Hiding code blocks in literate programming blogs

Posted on January 9, 2019

Writing a blogpost in Literate Haskell makes it easier for readers to put the ideas of the blogpost into practice, by providing a code sample that is commented, compilable and error-free.

However, one annoyance is that such blogposts start with some setup code like this:

{-# LANGUAGE Kitchen, TwoBedrooms, BigLivingRoom, Bathroom #-}
module House where
import Furniture (Bed, Sofa, KitchenSink)

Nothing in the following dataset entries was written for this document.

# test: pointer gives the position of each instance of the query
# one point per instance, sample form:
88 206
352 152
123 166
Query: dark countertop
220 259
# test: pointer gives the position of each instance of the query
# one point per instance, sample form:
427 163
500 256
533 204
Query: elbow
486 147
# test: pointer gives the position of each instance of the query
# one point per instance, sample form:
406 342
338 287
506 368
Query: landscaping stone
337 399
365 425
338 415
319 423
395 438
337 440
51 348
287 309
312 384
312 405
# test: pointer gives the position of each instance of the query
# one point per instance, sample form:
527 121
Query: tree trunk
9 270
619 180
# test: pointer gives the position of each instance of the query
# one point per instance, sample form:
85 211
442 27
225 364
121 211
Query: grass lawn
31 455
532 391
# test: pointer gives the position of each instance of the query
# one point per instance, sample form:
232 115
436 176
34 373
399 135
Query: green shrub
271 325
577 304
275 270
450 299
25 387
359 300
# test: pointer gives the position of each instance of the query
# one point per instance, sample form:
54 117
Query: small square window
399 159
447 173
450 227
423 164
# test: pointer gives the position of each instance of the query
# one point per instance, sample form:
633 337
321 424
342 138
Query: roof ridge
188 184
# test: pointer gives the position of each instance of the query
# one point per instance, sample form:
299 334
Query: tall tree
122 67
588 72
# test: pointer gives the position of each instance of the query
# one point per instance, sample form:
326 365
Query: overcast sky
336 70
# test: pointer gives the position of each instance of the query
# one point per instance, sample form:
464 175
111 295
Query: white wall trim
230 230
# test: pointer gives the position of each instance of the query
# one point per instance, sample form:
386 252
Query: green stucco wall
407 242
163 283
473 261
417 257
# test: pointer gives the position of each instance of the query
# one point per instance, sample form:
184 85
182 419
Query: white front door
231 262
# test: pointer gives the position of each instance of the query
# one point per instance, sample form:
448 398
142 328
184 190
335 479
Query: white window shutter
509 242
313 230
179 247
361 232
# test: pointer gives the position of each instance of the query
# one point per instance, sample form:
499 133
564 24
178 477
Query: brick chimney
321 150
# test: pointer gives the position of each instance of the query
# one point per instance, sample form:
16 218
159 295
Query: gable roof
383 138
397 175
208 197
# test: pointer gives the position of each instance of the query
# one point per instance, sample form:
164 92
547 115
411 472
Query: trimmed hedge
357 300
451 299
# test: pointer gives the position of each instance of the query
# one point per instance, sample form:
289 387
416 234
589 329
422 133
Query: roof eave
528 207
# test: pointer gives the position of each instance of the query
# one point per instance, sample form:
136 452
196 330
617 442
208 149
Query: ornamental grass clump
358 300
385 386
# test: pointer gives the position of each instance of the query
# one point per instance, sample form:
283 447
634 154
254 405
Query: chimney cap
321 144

This setup can get quite long, and my guess is that it does little for people familiar with Haskell, and it pushes away others who are unfamiliar with the language.

So if this is such noise, we can comment it out. Hopefully, we can freely mix HTML and Markdown (except on reddit).

There is some invisible code above this paragraph, but it’s in the Markdown source, in plain sight to a Haskell compiler, looking like this:

<!-- This is all an HTML comment.
\begin{code}
{-# LANGUAGE Kitchen, TwoBedrooms, BigLivingRoom, Bathroom #-}
module House where
import Furniture (Bed, Sofa, KitchenSink)
\end{code}
-->

In my opinion, it is occasionally useful to see that bit of code, so rather than definitely hiding it in a comment, I choose to put it in a collapsed section:

Extensions and imports for this Literate Haskell file
{-# LANGUAGE Kitchen, TwoBedrooms, BigLivingRoom, Bathroom #-}
module House where
import Furniture (Bed, Sofa, KitchenSink)

The source looks as follows. This is a plain HTML feature, no CSS or JavaScript nonsense: the <details> element.

<details class="code-details">
<summary>Extensions and imports for this Literate Haskell file</summary>
\begin{code}
{-# LANGUAGE Kitchen, TwoBedrooms, BigLivingRoom, Bathroom #-}
module House where
import Furniture (Bed, Sofa, KitchenSink)
\end{code}
</details>

There seems to be a common misconception that “moving stuff” on the web can only be implemented in JavaScript or with arcane CSS tricks. I certainly thought so for a while, so I’m writing this piece partly to dispel that notion, and make <details> a bit more well-known.